Tenggat September disebut sebagai batas akhir yang diberikan oleh buruh kepada pemerintah. Jika tidak dipenuhi, aksi massa lebih besar tidak dapat dihindari. Langkah ini merupakan bentuk tekanan agar pemerintah segera merespons aspirasi pekerja yang selama ini dianggap belum terakomodasi secara maksimal.
Dalam beberapa tahun terakhir, hubungan industrial di Indonesia kerap diwarnai tuntutan kenaikan upah layak, perbaikan jaminan sosial, kepastian status kerja, dan perlindungan hak mogok. Keempat isu ini sering menjadi agenda utama dalam setiap perundingan antara serikat buruh, pengusaha, dan pemerintah.
Pemerintah sendiri belum memberikan tanggapan resmi terkait desakan tersebut. Menteri Ketenagakerjaan yang baru dilantik diharapkan dapat menjadi jembatan dialog antara kedua belah pihak. Buruh berharap agar tuntutan mereka tidak hanya didengar, tetapi juga ditindaklanjuti dengan kebijakan konkret yang berpihak pada pekerja.
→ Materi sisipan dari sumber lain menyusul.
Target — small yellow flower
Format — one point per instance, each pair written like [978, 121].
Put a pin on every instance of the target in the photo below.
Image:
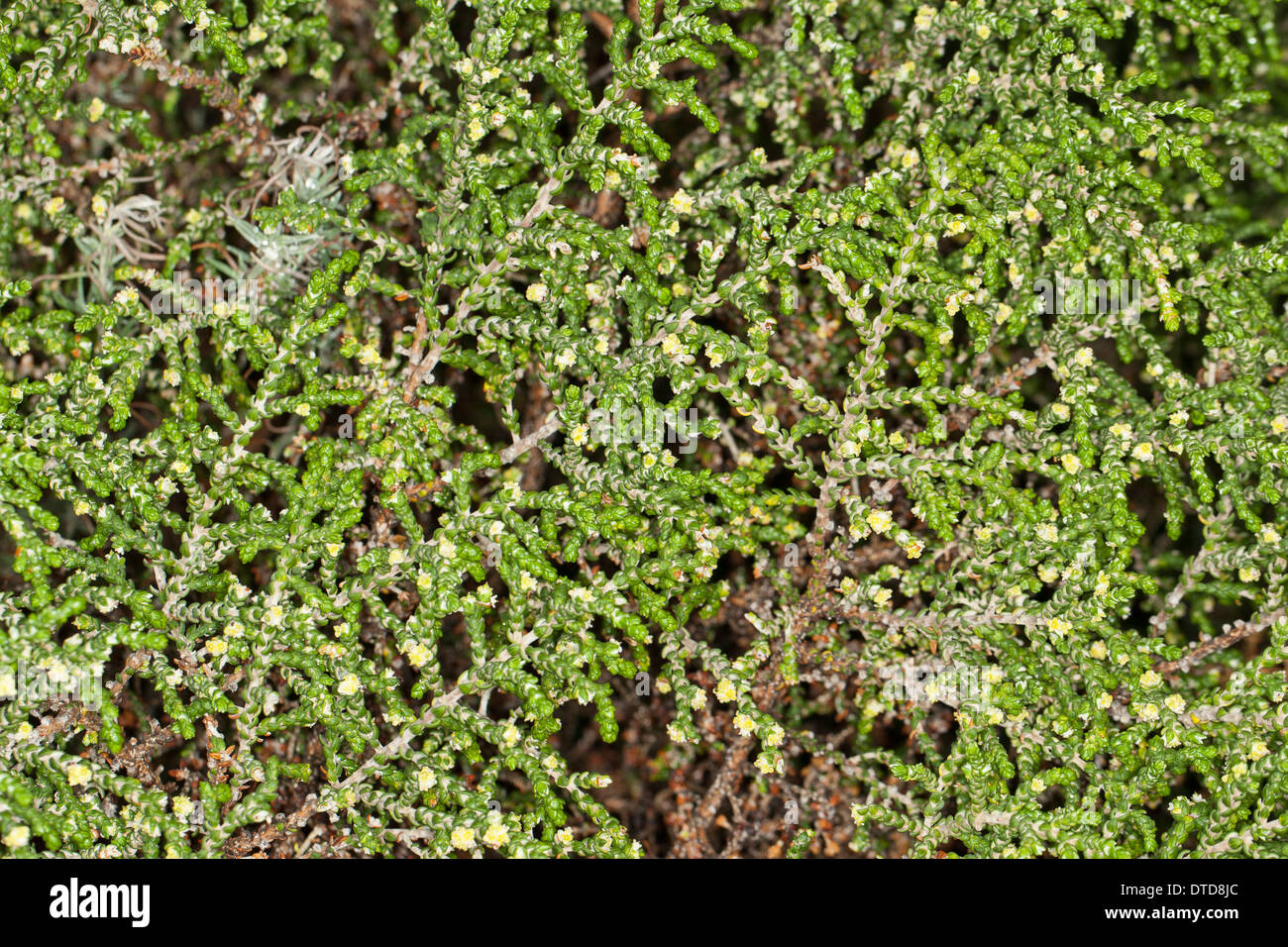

Langkah buruh ini mengingatkan pada aksi serupa di tahun-tahun sebelumnya, di mana tenggat waktu sering digunakan sebagai alat negosiasi. Namun, efektivitasnya bergantung pada kesediaan pemerintah untuk duduk bersama mencari solusi. Publik menanti perkembangan selanjutnya menjelang batas waktu September.
Stabilitas ketenagakerjaan menjadi krusial bagi perekonomian nasional. Jika tuntutan buruh tidak direspons, dikhawatirkan akan memicu gelombang demonstrasi yang dapat mengganggu iklim investasi. Oleh karena itu, dialog tripartit yang konstruktif dinilai sebagai jalan terbaik untuk mencapai kesepakatan yang saling menguntungkan.